What is your program all about?
This software is part of a series of artistic projects to imagine and facilitate improved realities. The program uses a couple of machine learning techniques to identify vehicles and then to paint in what it thinks is likely to be behind them, frame by frame, effectively removing vehicles from video footage.
What prompted you to create it?
The idea for this project came from walking down Devils Tower Road – which often coincides with an uncomfortable assault of construction dust blown into Gibraltar across that huge dirt mound and an oppressive cacophony of lorries and cars.
I started imagining what an environment better suited to human living would be like: an urban environment that is greener and more pedestrian. There are many initiatives across other countries towards this shared vision and I think Gib could really benefit from it too.
What are your plans for future development, if any?
Future development originally included an augmented reality app to allow anyone to see this vision in real time. Following the unexpected success and reach of the original video snippet though, I feel the message has already been received. I would still like to exhibit this somewhere in a high-resolution, real-time display of a busy pedestrian/vehicle area, but that would require performance enhancements of the original software and expensive hardware.
What effect do you think this type of technology could have on high-traffic areas such as Gibraltar?
This technology as it is stands, is only as an imagination of what a better future might be like. It’s up to our own policy decisions and community action to reclaim our urban spaces for better quality living.
In what other ways do you foresee AI taking more prominent roles within our society?
On the topic of AI in general and its role in our society, it’s a tool like any other, with the potential for positive and negative use.
And what issues could potentially arise from the implementation of such roles?
The potential issues around AI often come more out of technology-oriented solutionism, rather than intentional misuse.

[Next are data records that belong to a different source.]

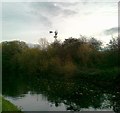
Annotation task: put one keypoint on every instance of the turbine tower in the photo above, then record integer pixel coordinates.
(56, 34)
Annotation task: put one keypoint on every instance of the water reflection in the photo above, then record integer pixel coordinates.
(60, 95)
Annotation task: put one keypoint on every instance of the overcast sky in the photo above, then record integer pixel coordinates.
(29, 21)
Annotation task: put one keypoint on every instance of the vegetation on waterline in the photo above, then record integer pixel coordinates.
(81, 58)
(8, 106)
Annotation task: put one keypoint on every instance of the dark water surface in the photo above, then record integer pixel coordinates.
(60, 95)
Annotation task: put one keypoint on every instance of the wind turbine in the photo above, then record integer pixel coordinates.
(56, 33)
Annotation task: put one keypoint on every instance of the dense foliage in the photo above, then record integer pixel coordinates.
(73, 58)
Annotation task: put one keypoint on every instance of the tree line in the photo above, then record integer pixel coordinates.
(74, 57)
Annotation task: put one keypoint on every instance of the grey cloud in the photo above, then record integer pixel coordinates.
(52, 9)
(111, 31)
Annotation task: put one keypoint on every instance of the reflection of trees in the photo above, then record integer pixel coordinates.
(116, 103)
(74, 94)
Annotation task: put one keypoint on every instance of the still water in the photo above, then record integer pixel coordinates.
(60, 95)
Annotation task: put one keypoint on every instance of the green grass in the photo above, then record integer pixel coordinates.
(8, 106)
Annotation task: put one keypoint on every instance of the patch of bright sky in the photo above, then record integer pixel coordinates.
(29, 21)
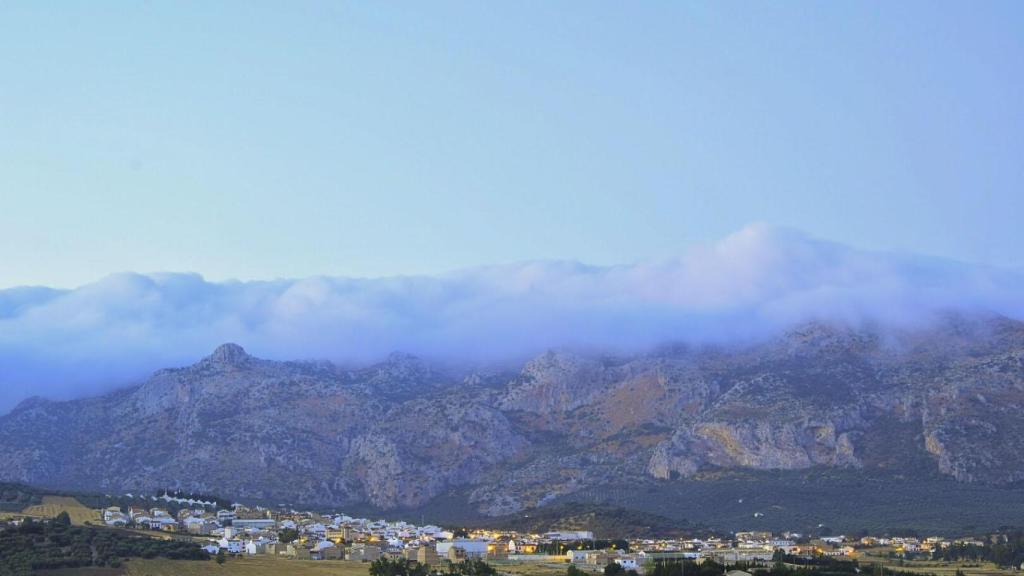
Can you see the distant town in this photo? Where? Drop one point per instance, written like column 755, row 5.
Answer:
column 236, row 529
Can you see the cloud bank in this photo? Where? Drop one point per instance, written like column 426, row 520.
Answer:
column 62, row 343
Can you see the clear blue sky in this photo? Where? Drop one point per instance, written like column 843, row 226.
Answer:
column 286, row 138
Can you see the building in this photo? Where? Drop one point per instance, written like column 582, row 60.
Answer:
column 428, row 556
column 569, row 535
column 364, row 552
column 253, row 523
column 471, row 548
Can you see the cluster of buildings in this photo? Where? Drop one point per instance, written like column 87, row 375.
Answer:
column 243, row 530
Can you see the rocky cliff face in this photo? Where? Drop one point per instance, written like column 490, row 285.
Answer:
column 944, row 401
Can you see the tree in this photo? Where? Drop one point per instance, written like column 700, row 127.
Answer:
column 573, row 571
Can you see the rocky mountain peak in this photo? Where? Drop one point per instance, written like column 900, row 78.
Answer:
column 228, row 355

Machine learning techniques often rely on huge amounts of human-produced training data and heuristics. As we humans are still affected by a large amount of cognitive biases including cultural and gender stereotypes, the information we produce often suffers from the same. This results in AI algorithms inheriting the biases of our human majority if we’re not careful to manage the information we train these systems on.
“I think Gib could really benefit from it.”
We can also often be too quick to look for technological solutions to human problems, in a way that potentially negates the positive aspects of our human experience. Some big companies invested in AI technologies are starting to become aware of these issues and are increasingly respectful of the human in the human-computer-interaction – communicating to the human user things like the confidence of the AI prediction, the program’s specific limitations, offering manual overrides and alternative suggestions. The worst experience is a ‘computer says no’ without any explanation or alternative. (See Google’s PAIR: People+AI Research.)
Unfortunately, the default from many AI-driven experiences today still treat us more like a servant rather than a master, from the suggested products of Amazon, to the echo chambers of Facebook.
What else do you have in the pipeline?
I’m working on a few different projects that hope to imagine and facilitate more positive experiences, including apps to encourage moments of shared human attention (as opposed to the isolation of social media consumerism), technology to better care for our climate, apps to encourage personal development, and art focused on all aspects of the human experience. Aside from these personal projects and collaborations, I’m starting a creative studio offering existing businesses AI development skills towards socially positive solutions.